Furthermore, such a system would ideally have alerted affected stakeholders (and us), to let them know errors had been identified and we (the friendly, neighbourhood data team) were trying to fix it.
So let’s suppose we have a sophisticated orchestration platform that can handle alerts like this, that also performs very basic data quality tests. Do we really need column-level lineage to identify the failure in real time? The answer is no, of course we don’t.
Conclusion
Column-level lineage has rapidly gained popularity over the last couple of years, giving rise to lots of new companies, new features, and new interpretations.
As Data Engineers, it is generally indispensable for assessing the blast radius of pull requests and changes to codebases. When refactoring and evaluating system design, it is a helpful tool for understanding what depends on what.
However, the main problems and the way these are solved typically rely on other architectural or design elements like ensuring robust orchestration and data pipeline visibility. They may also rely on table level-lineage or column-type lineage in CI/CD / free tools.
One point deliberately left out of this discussion are scenarios where companies require granular tracing and audit capabilities as a matter of course, where industries are heavily regulated like Financial or Healthcare Services.
There is one particular regulation in Banking, BCBS239 that is often used as the justification for heavy-duty lineage tools like IBM’s. One important Principle is:
Principle 2 Data architecture and IT infrastructure — A bank should design, build and maintain data architecture and IT infrastructure which fully supports its risk data aggregation capabilities and risk reporting practices not only in normal times but also during times of stress or crisis, while still meeting the other Principles.
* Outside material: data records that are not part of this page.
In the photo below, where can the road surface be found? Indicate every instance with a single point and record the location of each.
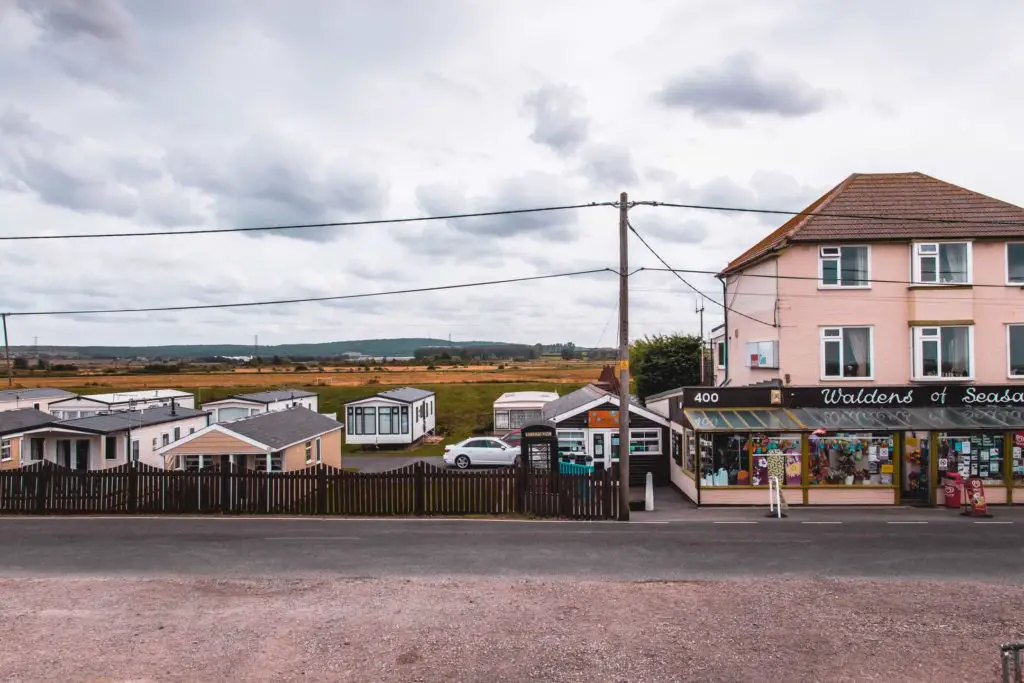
(428, 548)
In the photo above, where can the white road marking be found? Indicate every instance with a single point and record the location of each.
(312, 538)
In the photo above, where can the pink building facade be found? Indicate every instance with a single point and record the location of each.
(872, 352)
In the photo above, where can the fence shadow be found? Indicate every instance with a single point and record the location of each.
(418, 489)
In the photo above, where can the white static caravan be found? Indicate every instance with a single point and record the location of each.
(515, 410)
(89, 404)
(247, 404)
(396, 417)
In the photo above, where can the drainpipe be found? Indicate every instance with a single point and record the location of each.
(728, 340)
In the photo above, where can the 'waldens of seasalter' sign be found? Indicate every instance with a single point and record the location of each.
(936, 395)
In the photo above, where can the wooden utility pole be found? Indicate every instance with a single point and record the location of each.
(6, 352)
(624, 358)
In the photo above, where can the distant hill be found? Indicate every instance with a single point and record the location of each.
(373, 347)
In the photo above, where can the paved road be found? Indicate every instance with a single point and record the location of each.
(386, 463)
(155, 547)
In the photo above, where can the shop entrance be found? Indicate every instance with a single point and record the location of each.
(915, 468)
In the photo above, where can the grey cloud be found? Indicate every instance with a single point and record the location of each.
(557, 121)
(739, 86)
(103, 20)
(269, 181)
(609, 166)
(467, 235)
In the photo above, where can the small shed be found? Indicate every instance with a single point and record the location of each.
(395, 417)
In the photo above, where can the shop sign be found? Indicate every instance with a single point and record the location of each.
(602, 420)
(932, 395)
(976, 498)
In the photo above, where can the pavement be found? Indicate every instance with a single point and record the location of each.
(734, 544)
(386, 463)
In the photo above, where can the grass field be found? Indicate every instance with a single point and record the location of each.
(462, 409)
(547, 372)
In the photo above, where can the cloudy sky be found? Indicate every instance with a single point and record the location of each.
(142, 115)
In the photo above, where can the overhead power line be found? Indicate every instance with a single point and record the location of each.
(908, 283)
(342, 297)
(304, 226)
(848, 216)
(683, 281)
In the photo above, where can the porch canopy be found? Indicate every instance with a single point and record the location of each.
(875, 419)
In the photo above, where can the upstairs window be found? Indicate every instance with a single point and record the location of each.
(943, 352)
(844, 266)
(942, 263)
(1015, 263)
(846, 352)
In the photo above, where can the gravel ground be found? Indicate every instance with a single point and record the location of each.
(489, 630)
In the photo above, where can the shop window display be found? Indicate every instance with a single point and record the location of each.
(739, 460)
(1018, 459)
(978, 455)
(852, 459)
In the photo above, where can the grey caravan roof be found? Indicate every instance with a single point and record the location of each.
(283, 428)
(41, 392)
(406, 394)
(276, 394)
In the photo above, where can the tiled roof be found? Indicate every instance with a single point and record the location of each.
(29, 418)
(898, 195)
(283, 428)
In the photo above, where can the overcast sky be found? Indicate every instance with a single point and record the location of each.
(130, 116)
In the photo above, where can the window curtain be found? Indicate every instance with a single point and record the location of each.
(952, 263)
(955, 354)
(857, 343)
(853, 266)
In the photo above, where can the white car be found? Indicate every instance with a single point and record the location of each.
(480, 451)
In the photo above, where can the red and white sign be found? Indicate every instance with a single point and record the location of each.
(976, 498)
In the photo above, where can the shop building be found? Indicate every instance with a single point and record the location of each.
(847, 445)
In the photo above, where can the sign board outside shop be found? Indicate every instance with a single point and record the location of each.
(932, 395)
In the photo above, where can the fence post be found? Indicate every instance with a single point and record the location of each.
(419, 487)
(322, 489)
(42, 483)
(225, 484)
(132, 487)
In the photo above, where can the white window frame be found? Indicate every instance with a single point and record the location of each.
(838, 257)
(916, 357)
(645, 433)
(916, 253)
(1006, 261)
(1010, 365)
(822, 338)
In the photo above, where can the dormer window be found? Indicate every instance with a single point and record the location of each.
(844, 266)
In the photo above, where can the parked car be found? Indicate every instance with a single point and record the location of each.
(480, 451)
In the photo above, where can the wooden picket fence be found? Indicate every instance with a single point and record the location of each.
(419, 488)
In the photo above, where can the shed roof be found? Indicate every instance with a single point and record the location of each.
(283, 428)
(911, 205)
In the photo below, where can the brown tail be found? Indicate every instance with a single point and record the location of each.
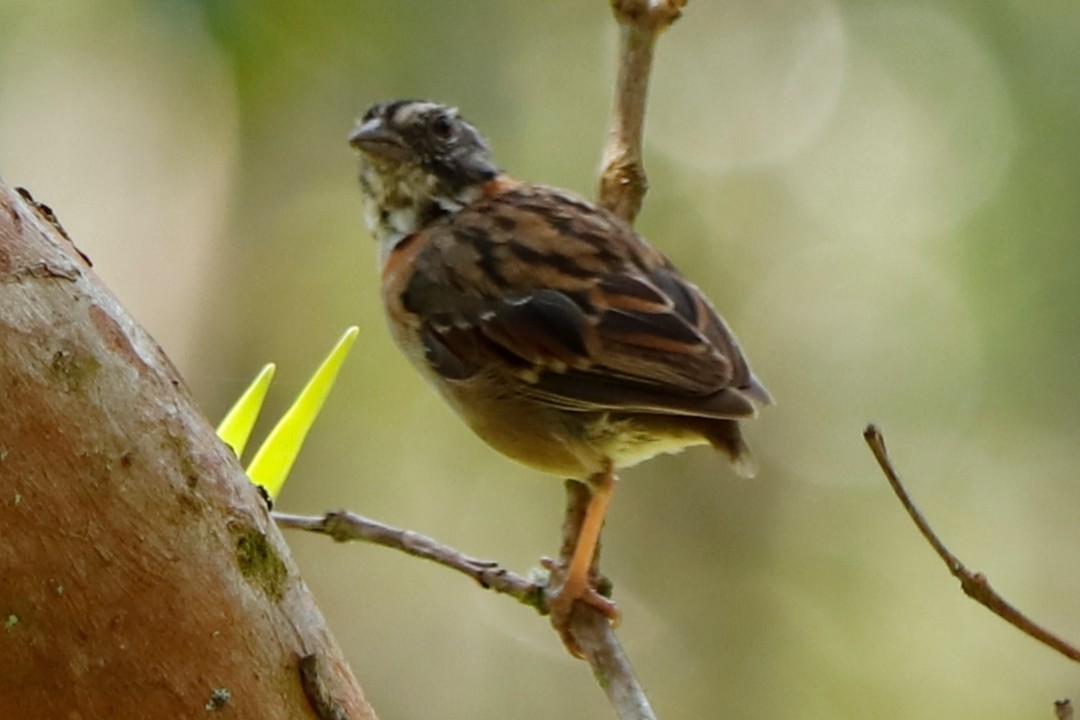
(725, 436)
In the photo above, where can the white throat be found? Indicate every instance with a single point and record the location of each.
(396, 208)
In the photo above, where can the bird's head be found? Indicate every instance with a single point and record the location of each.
(417, 160)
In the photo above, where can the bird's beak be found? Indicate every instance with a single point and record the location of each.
(374, 138)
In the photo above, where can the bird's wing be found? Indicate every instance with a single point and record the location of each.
(567, 298)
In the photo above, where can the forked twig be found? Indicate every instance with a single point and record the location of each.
(345, 527)
(974, 584)
(623, 182)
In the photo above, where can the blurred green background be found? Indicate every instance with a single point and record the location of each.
(882, 198)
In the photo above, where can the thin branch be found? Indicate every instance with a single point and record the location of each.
(345, 527)
(974, 584)
(591, 628)
(623, 182)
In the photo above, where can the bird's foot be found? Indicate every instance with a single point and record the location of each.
(563, 599)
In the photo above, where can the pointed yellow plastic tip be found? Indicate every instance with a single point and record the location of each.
(239, 421)
(274, 458)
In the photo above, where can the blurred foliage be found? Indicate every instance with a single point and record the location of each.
(880, 197)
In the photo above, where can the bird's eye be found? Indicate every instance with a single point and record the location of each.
(442, 127)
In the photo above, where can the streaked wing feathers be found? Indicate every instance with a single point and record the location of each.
(574, 302)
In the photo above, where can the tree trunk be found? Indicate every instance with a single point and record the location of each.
(140, 575)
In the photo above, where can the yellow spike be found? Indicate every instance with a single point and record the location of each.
(274, 458)
(239, 421)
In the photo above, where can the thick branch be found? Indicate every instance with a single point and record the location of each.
(142, 576)
(974, 584)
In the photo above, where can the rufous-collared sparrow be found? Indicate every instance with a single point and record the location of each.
(555, 331)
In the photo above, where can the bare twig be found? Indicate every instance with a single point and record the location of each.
(343, 527)
(974, 584)
(623, 182)
(592, 630)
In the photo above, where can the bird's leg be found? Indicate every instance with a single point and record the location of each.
(577, 583)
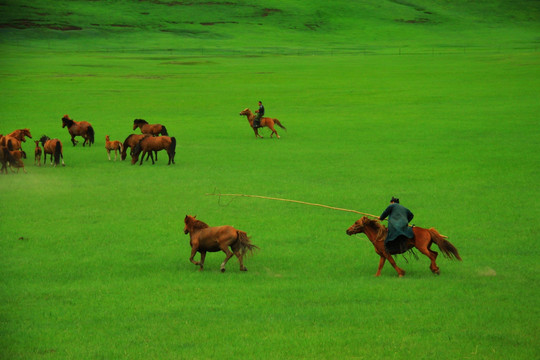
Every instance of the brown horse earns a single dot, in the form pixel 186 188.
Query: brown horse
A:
pixel 423 238
pixel 265 122
pixel 16 138
pixel 37 154
pixel 112 145
pixel 151 143
pixel 150 129
pixel 132 141
pixel 11 157
pixel 204 238
pixel 79 128
pixel 54 148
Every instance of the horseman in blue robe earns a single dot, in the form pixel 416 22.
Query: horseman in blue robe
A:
pixel 398 226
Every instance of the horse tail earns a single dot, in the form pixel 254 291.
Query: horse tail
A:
pixel 164 130
pixel 278 123
pixel 172 147
pixel 90 133
pixel 448 249
pixel 245 243
pixel 57 152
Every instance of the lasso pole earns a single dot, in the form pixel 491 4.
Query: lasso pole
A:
pixel 297 202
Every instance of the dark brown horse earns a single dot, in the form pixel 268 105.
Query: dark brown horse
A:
pixel 16 138
pixel 265 122
pixel 204 238
pixel 79 128
pixel 150 143
pixel 423 238
pixel 150 129
pixel 37 154
pixel 54 148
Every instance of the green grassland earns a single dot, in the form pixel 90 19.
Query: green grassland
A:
pixel 434 102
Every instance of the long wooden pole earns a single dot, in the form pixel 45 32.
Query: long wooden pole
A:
pixel 298 202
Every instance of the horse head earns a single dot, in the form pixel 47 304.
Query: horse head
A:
pixel 44 139
pixel 188 221
pixel 26 132
pixel 246 112
pixel 357 227
pixel 66 121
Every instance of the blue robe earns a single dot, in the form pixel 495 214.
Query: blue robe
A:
pixel 398 222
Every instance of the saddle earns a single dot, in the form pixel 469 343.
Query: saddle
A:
pixel 397 246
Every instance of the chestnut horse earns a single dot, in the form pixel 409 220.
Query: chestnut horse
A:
pixel 16 138
pixel 265 122
pixel 79 128
pixel 204 238
pixel 54 148
pixel 423 238
pixel 151 143
pixel 112 145
pixel 10 156
pixel 151 129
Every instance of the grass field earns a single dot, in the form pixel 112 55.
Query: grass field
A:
pixel 93 258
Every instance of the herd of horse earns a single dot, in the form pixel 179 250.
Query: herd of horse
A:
pixel 203 238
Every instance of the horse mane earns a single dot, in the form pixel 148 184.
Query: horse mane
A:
pixel 195 224
pixel 377 226
pixel 199 225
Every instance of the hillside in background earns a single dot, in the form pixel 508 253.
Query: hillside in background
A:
pixel 269 26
There is nothing actually in the regs that specifically mentions column-level lineage, but it’s accepted as necessary for ensuring reliable, accurate and timely risk reporting. These principles can be applied to any area where there is some highly critical use-case for data and reporting. If banks fail to handle risk, there can be disastrous economic consequences.
If you fail the handle [X] data, what are the disastrous consequences you face?
A hard truth is that for many BI use-cases, there aren’t any. As I write here and in the “gold-rush paradox”, there is a chicken and egg problem. Perhaps there aren’t any critical use-cases because your data isn’t reliable enough.
We need to hold ourselves to higher standards to encourage people to make critical decisions using data — perhaps that does mean leveraging column-level lineage in a stakeholder-facing way. It certainly involves being the “bigger person” and saying “I don’t care if you don’t see the value in data today. We’re going to make it super reliable, super available and easy to understand, then if you still don’t want to make use of it, we’ll try something else”.
That may involve standalone column-level lineage tools, but the lower-hanging fruit will always be orchestration, pipeline visibility, and adherence to other best practices like strong CI/CD checks and rigorous data modelling.